Wednesday, July 30, 2008

Hibernate automatic POJO and mapping file generation from MySQL

Let's face it. Updating Hibernate .hbm.xml and .java files for every database change is phenomenally boring and a waste of time. It's the sort of thing that makes people switch to Ruby/ActiveRecord. I have recently undergone an effort to get the Hibernate reverse engineering tools to generate .hbm.xml and .java files as close as possible to what I want. In theory that should allow me to add new methods to the files in my source tree and still generally get hands-free updates by running the hibernate updater and diffing/patching. In practice, getting Hibernate to give me exactly what I want is very hard, so in the first week I moved from 3% of my changes being automatically applied to 80%. In the next month, I moved up to about 95% and it will probably slowly continue to improve.

The basic outline of the process is simple:

  • Save the generated files from the last time I ran the generator:

    mv generatedSchema generatedSchema.1
  • Run the generator again and diff the files it generates this time against the ones it generated previously

  • Patch those changes to my source tree.

I use the ant task, not the Eclipse integration because I'm in love with the command line. Assuming that you have read and absorbed all the documentation about hibernate reverse-engineering, I'll list a few key points from my hibernate.reveng.xml.

hibernate.reveng.xml

For some reason BIGINT was being reverse-engineered as Long (the object) instead of long (the primitive). I'm not so sure whether my VARCHAR mapping is a good idea...

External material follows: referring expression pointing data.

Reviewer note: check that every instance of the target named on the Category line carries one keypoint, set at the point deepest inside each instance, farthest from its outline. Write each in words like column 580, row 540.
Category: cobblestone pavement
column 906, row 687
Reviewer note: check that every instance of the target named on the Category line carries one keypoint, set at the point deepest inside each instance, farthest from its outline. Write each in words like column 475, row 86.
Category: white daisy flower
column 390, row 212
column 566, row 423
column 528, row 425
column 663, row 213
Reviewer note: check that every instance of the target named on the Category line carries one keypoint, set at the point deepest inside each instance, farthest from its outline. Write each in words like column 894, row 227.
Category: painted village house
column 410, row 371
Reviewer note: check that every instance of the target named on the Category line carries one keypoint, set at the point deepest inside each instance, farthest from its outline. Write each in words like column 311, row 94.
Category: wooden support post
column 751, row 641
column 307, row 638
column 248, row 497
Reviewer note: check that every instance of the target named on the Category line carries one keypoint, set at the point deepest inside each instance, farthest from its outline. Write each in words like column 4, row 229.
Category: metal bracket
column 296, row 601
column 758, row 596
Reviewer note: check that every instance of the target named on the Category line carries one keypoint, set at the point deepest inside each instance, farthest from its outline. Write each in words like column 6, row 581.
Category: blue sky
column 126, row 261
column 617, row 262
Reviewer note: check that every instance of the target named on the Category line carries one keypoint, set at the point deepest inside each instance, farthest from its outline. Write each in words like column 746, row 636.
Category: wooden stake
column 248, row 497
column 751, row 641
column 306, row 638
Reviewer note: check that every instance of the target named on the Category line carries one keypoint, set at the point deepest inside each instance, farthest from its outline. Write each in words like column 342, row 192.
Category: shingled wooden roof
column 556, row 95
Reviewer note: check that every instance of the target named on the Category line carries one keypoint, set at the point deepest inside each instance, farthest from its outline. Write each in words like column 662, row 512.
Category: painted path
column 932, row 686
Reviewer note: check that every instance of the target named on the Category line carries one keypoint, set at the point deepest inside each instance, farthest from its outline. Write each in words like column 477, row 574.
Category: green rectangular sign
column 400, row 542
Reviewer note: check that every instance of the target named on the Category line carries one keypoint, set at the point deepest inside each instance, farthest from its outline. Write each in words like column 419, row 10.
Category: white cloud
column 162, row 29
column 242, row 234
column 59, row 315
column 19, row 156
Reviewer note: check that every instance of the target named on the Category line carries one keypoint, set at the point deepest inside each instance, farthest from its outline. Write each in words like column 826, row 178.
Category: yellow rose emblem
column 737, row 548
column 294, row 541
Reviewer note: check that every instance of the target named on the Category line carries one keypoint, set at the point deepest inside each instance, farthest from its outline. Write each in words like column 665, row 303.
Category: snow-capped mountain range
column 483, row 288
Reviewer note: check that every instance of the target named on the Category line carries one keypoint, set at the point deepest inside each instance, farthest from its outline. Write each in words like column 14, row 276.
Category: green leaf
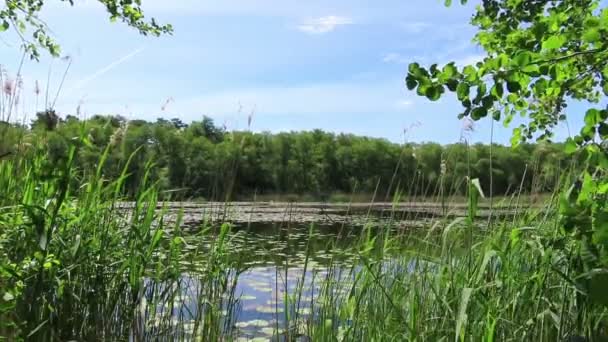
column 603, row 130
column 533, row 69
column 522, row 59
column 592, row 117
column 570, row 146
column 462, row 91
column 434, row 93
column 8, row 297
column 592, row 35
column 513, row 87
column 410, row 82
column 554, row 42
column 452, row 84
column 497, row 90
column 478, row 113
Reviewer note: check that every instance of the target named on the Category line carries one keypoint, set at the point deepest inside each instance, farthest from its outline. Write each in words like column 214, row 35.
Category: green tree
column 541, row 56
column 24, row 17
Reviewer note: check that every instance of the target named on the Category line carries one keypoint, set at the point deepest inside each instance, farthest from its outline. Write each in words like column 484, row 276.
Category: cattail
column 8, row 87
column 118, row 136
column 164, row 106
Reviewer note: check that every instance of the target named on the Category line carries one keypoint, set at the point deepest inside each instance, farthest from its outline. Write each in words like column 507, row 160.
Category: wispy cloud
column 414, row 27
column 395, row 58
column 83, row 82
column 324, row 24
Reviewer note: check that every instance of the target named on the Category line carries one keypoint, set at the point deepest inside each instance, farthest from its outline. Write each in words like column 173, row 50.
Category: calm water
column 276, row 276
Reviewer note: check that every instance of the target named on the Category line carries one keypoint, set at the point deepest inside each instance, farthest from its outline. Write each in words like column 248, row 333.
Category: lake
column 283, row 261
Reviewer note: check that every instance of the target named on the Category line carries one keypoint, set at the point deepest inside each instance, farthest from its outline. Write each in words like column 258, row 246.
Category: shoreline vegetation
column 92, row 246
column 202, row 161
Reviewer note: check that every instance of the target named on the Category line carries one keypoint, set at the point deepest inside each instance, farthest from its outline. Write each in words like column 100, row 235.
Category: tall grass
column 77, row 263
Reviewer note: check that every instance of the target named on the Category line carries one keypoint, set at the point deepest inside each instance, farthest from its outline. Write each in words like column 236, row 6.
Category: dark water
column 274, row 282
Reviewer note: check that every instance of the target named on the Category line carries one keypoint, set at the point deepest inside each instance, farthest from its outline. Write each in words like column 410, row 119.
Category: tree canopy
column 202, row 160
column 23, row 17
column 541, row 56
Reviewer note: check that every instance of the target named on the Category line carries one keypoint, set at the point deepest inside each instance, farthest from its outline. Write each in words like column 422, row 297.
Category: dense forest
column 201, row 160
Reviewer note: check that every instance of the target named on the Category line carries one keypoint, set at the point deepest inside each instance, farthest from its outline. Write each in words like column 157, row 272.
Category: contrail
column 83, row 82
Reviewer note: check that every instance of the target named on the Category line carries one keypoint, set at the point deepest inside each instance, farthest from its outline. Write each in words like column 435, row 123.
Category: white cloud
column 330, row 98
column 395, row 58
column 414, row 27
column 324, row 24
column 468, row 60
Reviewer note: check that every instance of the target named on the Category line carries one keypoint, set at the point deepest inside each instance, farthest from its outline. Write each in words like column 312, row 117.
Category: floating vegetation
column 256, row 323
column 269, row 309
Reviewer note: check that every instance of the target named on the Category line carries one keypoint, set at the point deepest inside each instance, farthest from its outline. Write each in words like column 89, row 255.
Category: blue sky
column 336, row 65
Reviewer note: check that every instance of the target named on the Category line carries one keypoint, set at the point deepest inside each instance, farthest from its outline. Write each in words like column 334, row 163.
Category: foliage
column 201, row 160
column 23, row 17
column 541, row 57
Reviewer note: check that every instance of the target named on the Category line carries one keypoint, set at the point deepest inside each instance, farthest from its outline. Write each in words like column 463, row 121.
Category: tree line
column 203, row 160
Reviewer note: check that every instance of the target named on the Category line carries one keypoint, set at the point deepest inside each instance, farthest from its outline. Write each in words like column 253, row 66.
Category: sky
column 336, row 65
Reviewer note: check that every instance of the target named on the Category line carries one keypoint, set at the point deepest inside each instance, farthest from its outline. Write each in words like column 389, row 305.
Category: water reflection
column 271, row 291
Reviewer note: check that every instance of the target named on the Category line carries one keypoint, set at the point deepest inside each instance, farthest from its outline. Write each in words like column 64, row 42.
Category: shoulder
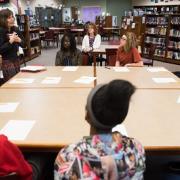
column 3, row 30
column 97, row 36
column 134, row 50
column 78, row 51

I included an example of renaming a column, and a much more useful example of naming a parent-child relationship. The syntax of the foreign-key mapping was not obvious to me, so I hope you find this example helpful:

<hibernate-reverse-engineering>
 <type-mapping>
  <sql-type jdbc-type="BIGINT" hibernate-type="long" not-null="true"></sql-type>
  <sql-type jdbc-type="VARCHAR" length="1" hibernate-type="char" not-null="true"></sql-type>
 </type-mapping>
 <table-filter match-catalog="mydb" match-name="temp_user" exclude="true"/>
 <table catalog="mydb" name="company"> 
  <column name="identifier_c" property="coIdentifierC" type="string" />
 </table>
 <table catalog="mydb" name="tree"> 
  <foreign-key constraint-name="tree_ibfk_parent">
   <many-to-one property="parent" />
   <set property="children" />
  </foreign-key>
 </table>
</hibernate-reverse-engineering>

pojo/*.ftl Files

In addition to these customizations I've made extensive use of the Freemarker POJO templates. I made a number of very minor changes for personal preference, but one very important change for diff and patch to work. I added a two-line comment before and after the fields (in PojoFields.ftl) and the get/sets (in PojoPropertyAccessors.ftl):

// Begin Auto-generated Accessors (by myGenerator project)
// Manual editing is STRONGLY DISCOURAGED below this point!

...

// End Auto-generated Accessors (by myGenerator project)
// Manual editing is OK below this point

Having two lines of comments is very important because:

  • Hibernate reverse-engineering tools like to shuffle the field order even when you changed one of the related tables.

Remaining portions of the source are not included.